Kessler's torment is thorough and seemingly without reason, but he only drops the true bombshell after their final confrontation: his dying confession is that he is actually Cole MacGrath from the future. In his timeline, he lived a content life through adulthood. Eventually, an unstoppable Conduit known as The Beast went on a rampage; Kessler might have been able to defeat it with his own mature Conduit powers, but he chose instead to flee with his family, allowing the creature to grow stronger and eventually ruin the world. Unable to save his family and too weak to stop The Beast, Kessler used his powers to travel back through time in order to prepare his past self, Protagonist Cole, instead...by forcing him to acquire his powers early in a violent explosion and removing all of Cole's happy distractions (by murdering them, of course).

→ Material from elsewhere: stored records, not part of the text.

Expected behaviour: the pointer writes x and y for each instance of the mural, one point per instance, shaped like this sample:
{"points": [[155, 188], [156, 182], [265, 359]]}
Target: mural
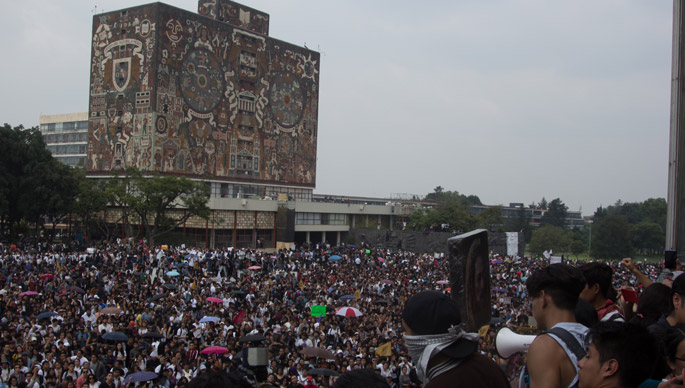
{"points": [[178, 93], [235, 14]]}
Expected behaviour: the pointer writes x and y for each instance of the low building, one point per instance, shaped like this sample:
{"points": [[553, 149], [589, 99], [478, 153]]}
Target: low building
{"points": [[66, 136]]}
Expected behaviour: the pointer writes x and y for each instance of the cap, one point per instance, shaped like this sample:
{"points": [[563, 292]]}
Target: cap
{"points": [[432, 312]]}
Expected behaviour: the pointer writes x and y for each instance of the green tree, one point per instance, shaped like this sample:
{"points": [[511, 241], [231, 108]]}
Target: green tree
{"points": [[163, 202], [550, 237], [556, 213], [611, 237], [489, 218], [34, 187]]}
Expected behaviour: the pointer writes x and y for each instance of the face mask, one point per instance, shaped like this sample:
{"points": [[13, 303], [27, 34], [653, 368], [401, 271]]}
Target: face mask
{"points": [[422, 347]]}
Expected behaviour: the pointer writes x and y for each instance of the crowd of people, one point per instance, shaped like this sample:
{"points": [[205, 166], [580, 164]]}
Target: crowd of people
{"points": [[73, 318]]}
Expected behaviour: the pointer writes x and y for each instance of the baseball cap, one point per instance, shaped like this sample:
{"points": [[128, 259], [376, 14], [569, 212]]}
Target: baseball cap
{"points": [[432, 312]]}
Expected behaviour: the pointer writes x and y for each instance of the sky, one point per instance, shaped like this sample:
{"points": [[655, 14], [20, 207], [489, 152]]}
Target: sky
{"points": [[509, 100]]}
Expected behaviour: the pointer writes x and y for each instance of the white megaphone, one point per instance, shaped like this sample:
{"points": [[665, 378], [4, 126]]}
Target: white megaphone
{"points": [[507, 342]]}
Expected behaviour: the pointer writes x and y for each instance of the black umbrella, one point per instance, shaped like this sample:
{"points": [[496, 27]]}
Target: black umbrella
{"points": [[46, 315], [156, 297], [252, 338], [77, 289], [140, 377], [115, 336], [323, 372], [153, 335]]}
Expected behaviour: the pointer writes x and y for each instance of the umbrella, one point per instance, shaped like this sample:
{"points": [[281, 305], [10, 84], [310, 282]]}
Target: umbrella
{"points": [[115, 336], [46, 315], [77, 289], [322, 372], [348, 312], [214, 350], [111, 310], [252, 338], [139, 377], [317, 352], [156, 297], [153, 335]]}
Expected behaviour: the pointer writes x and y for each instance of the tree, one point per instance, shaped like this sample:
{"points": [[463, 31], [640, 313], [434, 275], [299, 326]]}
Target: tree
{"points": [[611, 238], [556, 214], [164, 202], [491, 216], [33, 185], [550, 237], [542, 204]]}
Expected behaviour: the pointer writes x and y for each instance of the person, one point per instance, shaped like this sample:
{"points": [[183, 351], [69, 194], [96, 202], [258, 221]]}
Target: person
{"points": [[367, 378], [597, 290], [619, 356], [443, 353], [553, 356]]}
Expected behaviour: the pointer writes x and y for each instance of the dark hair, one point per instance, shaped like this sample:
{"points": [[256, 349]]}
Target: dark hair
{"points": [[598, 273], [673, 339], [586, 313], [630, 345], [366, 378], [561, 281], [654, 302]]}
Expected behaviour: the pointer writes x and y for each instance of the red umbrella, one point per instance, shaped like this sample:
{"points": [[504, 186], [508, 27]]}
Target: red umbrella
{"points": [[214, 350], [348, 312]]}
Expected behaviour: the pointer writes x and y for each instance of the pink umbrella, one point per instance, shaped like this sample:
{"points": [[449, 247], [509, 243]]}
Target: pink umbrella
{"points": [[348, 312], [214, 350]]}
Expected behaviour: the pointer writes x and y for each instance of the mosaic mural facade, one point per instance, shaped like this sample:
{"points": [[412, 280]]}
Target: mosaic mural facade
{"points": [[179, 93]]}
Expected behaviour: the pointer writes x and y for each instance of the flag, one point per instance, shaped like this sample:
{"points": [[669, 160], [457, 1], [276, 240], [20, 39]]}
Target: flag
{"points": [[318, 311], [384, 350], [238, 319]]}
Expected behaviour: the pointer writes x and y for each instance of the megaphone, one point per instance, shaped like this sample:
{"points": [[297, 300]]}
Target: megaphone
{"points": [[507, 342]]}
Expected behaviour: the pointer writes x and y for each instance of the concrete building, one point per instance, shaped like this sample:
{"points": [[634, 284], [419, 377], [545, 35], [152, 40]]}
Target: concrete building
{"points": [[66, 136]]}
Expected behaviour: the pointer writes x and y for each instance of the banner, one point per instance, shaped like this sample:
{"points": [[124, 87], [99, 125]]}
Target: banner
{"points": [[512, 244], [318, 311]]}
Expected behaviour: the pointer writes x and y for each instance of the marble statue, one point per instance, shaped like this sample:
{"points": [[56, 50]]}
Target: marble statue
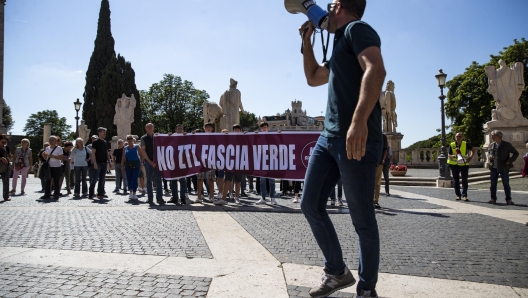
{"points": [[84, 131], [388, 108], [506, 85], [124, 116], [212, 113], [231, 102]]}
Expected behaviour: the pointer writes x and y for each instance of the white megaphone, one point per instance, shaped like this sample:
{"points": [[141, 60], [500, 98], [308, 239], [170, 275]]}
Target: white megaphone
{"points": [[308, 7]]}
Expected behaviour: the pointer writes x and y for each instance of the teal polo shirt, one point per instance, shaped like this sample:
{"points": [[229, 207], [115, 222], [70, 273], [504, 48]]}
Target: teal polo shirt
{"points": [[344, 81]]}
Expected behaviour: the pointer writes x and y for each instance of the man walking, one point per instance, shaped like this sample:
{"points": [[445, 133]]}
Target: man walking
{"points": [[460, 167], [501, 156], [147, 148], [350, 146], [100, 163]]}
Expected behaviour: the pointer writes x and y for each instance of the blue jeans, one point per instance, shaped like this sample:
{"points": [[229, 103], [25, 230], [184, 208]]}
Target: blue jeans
{"points": [[494, 177], [159, 185], [328, 163], [80, 178], [132, 176], [456, 171], [98, 175], [263, 187], [120, 177], [183, 188]]}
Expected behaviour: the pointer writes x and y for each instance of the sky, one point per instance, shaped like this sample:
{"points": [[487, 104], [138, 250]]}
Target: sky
{"points": [[48, 45]]}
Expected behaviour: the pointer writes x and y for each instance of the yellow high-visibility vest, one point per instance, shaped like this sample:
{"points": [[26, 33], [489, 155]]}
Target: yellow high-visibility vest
{"points": [[454, 161]]}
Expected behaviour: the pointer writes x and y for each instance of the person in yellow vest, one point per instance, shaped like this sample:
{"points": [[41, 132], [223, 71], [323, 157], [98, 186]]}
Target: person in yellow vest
{"points": [[460, 154]]}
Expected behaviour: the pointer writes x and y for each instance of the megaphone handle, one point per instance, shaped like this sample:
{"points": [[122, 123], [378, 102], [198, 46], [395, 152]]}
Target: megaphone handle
{"points": [[302, 40]]}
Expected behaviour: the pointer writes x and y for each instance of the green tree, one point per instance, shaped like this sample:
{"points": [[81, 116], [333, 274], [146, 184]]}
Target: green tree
{"points": [[34, 128], [249, 121], [102, 54], [7, 117], [173, 101], [469, 104], [118, 77]]}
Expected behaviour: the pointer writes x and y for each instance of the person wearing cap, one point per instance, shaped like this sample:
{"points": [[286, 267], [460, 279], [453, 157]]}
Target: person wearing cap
{"points": [[100, 160], [147, 150]]}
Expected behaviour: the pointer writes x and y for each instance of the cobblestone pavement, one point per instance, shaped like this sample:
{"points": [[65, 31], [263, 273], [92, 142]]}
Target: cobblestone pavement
{"points": [[468, 247], [20, 280], [143, 232], [451, 246], [476, 197]]}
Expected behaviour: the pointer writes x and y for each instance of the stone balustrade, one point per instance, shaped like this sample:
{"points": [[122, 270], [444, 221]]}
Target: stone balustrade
{"points": [[427, 157]]}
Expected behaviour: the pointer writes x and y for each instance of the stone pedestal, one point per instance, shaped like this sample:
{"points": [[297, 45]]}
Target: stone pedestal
{"points": [[517, 136], [113, 142], [394, 141]]}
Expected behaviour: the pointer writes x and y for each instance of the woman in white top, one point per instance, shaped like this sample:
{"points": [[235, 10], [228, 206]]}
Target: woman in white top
{"points": [[23, 160], [54, 156]]}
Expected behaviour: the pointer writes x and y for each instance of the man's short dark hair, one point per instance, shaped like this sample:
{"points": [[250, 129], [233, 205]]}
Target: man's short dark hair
{"points": [[356, 7]]}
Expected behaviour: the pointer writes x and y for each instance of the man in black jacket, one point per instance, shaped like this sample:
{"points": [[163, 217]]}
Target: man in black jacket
{"points": [[500, 162]]}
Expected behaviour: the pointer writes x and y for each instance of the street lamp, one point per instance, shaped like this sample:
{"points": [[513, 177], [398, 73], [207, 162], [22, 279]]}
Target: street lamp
{"points": [[77, 105], [442, 159]]}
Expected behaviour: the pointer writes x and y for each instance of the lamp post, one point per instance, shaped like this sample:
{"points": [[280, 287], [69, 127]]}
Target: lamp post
{"points": [[444, 179], [77, 105]]}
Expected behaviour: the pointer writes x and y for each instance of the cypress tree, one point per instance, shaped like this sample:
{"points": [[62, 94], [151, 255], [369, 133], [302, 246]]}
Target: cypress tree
{"points": [[117, 78], [102, 54]]}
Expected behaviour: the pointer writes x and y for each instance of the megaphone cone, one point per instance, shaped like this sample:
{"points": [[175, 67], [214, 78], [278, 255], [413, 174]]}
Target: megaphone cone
{"points": [[308, 7]]}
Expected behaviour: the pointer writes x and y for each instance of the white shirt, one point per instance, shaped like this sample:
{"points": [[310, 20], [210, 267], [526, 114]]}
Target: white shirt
{"points": [[55, 163]]}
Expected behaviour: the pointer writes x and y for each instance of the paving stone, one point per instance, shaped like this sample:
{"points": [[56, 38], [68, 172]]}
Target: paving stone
{"points": [[48, 289], [455, 246], [148, 229]]}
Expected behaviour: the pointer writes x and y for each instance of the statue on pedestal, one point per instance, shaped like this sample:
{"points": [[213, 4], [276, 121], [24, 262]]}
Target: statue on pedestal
{"points": [[388, 108], [506, 85], [124, 116], [231, 102], [84, 131]]}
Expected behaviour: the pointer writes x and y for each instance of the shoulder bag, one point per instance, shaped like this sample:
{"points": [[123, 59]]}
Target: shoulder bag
{"points": [[45, 172]]}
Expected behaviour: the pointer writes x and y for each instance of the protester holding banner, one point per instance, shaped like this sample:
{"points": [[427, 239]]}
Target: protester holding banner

Up until that point, Infamous' story failed to excite any emotion from me at all. Suddenly I was engrossed. I thought, "What would compel someone to go back in time and wreck their own life?" It was the one detail of Infamous' story that actually stuck in my mind beyond the credits. I couldn't help but speculate on the nature of this prophesied ender of worlds. Is the Beast literally a beast, some indestructible and unstoppable lycanthrope? Could it actually be some kind of plague, in a terrible Shyamalonian twist? Maybe it's an alternate Kessler, the evil counterpart to the well-meaning tormentor of protagonist Cole (and wouldn't that bring up some more fun questions about morality)?

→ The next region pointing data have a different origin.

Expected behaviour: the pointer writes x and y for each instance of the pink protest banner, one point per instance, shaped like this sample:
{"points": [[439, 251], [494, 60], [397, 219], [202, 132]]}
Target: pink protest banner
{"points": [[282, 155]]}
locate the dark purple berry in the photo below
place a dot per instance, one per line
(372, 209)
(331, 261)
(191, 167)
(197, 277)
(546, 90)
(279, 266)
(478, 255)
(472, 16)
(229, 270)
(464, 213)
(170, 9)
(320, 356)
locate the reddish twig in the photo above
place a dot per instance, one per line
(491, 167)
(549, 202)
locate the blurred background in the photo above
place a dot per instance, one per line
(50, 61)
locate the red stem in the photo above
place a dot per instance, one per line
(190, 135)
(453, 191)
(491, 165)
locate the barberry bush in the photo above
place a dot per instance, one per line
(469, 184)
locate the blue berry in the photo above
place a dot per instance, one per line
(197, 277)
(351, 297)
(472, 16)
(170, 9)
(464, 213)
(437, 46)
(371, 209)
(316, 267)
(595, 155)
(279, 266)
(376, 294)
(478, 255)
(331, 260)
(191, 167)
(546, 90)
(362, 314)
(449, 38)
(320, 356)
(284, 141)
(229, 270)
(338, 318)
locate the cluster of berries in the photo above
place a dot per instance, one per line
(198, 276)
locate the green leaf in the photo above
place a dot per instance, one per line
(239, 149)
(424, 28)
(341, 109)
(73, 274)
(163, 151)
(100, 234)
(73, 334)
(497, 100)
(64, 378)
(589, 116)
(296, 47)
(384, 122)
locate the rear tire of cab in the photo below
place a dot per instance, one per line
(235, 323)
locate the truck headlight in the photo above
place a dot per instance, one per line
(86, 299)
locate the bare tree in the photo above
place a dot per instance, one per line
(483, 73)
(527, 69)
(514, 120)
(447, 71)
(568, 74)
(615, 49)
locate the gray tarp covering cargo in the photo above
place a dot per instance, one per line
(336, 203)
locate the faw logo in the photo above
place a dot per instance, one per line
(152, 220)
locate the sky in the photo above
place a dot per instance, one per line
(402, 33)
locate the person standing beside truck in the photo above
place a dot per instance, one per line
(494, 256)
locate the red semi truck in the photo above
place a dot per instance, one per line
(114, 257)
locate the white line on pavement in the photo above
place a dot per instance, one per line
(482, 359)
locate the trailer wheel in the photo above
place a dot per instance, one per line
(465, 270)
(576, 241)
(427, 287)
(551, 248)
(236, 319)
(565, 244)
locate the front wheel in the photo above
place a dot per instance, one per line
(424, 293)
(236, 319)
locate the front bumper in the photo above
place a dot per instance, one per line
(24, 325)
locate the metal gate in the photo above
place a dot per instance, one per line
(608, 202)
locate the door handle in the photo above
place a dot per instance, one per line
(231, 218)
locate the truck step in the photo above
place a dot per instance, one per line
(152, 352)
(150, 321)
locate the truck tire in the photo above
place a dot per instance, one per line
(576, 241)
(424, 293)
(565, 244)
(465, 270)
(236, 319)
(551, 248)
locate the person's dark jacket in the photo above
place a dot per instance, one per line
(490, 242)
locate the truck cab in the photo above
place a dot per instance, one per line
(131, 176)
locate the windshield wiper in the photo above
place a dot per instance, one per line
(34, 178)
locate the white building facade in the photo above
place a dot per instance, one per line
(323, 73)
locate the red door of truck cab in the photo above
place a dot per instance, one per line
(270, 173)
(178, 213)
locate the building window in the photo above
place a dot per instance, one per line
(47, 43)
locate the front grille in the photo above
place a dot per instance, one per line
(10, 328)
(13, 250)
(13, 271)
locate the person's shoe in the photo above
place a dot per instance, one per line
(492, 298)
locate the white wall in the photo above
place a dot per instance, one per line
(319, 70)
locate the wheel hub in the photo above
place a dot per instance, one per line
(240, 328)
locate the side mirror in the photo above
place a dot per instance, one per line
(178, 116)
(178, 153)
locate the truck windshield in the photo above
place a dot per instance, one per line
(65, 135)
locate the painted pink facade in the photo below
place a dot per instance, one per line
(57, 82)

Chrono Trigger Lavos Shell

Or maybe it's LAVOS! There IS time travel afoot...

So it was quite a disappointment when the third string villain from Spider-Man 3 showed up. I suppose that disappointment was inevitable: an unseen terror makes for excellent suspense, but a final boss that never actually appears makes for a terrible video game (though I'd be interested in what "Peter Molyneux" would say of such a unique idea). Something had to give, I suppose.

So let's take the laughable dust man as a given. It was going to happen anyway. But why did it have to happen in the tutorial?

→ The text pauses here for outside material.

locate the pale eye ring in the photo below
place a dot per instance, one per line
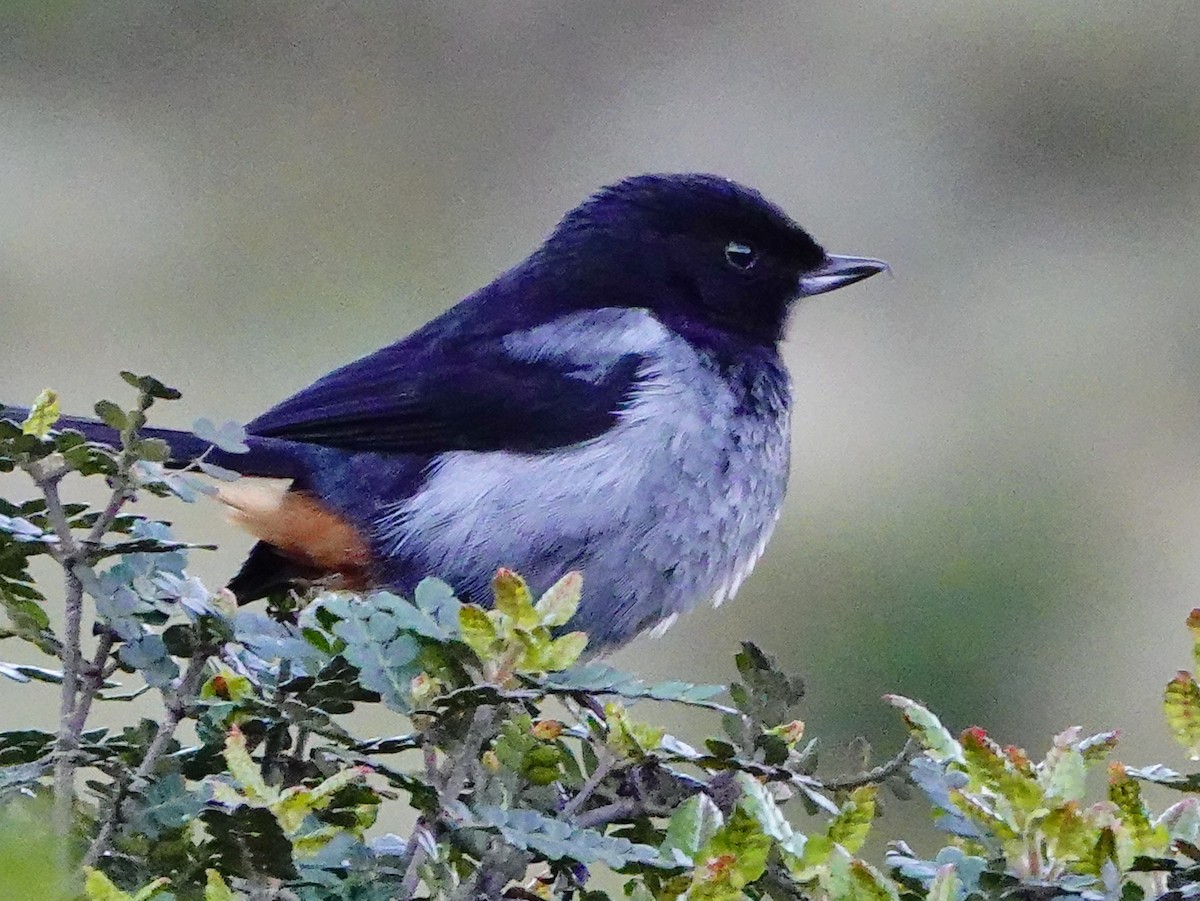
(741, 256)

Most people I know had the same reaction when the Cloverfield monster was finally shown in the movie. All the tension that they had built for themselves was released upon seeing the previously phantom menace. Sighs of relief and the occasional giggle slowed the rollercoaster down to a trolley ride. But at least they got to enjoy the ups and downs for an hour or so: there isn't much left to anticipate when you uncover the game's greatest unknown and final challenge before you've even started playing.

Infamous 2 Beastface

"I was on your TV before you even turned your PS3 on."

The shame is more apparent when you consider how much the rest of the game shrouds the Beast with fearful inevitability. The pause screen shows a map of the eastern United States with a trail of fire and smoke tracing from Empire City, where the Beast emerged, to New Marais, where Cole intends to make his last stand. Every chapter is preceded with the Beast's current distance from New Marais in chilling white letters on an otherwise blank screen. Televisions in shop windows play news reports from just outside the Beast's destructive wake. Deprived of any knowledge of the Beast's form, these could have been ominous images of the first and final clash, rather than mere advertisements for the rematch.

Thankfully, Infamous 2 still has its narrative successes. Cole, Zeke, and their companions are actually likable this time around. And in a wonderful surprise, the game's endings (there are two) are legitimately smart conundrums in an otherwise deficient morality system and, better still, actually endings. When the whole Beast thing came up at the end of the first Infamous, there was no doubt in my mind that this would be stretched into a trilogy. Instead, each of the two finales has an aura of finality to it, each for different reasons.

Indeed, there aren't many games with final hours as strong as those of Infamous 2. It almost makes up for the most regrettable tutorial ever.

Infamous 2 Coleface

You cannot unsee it, Cole. Nobody can.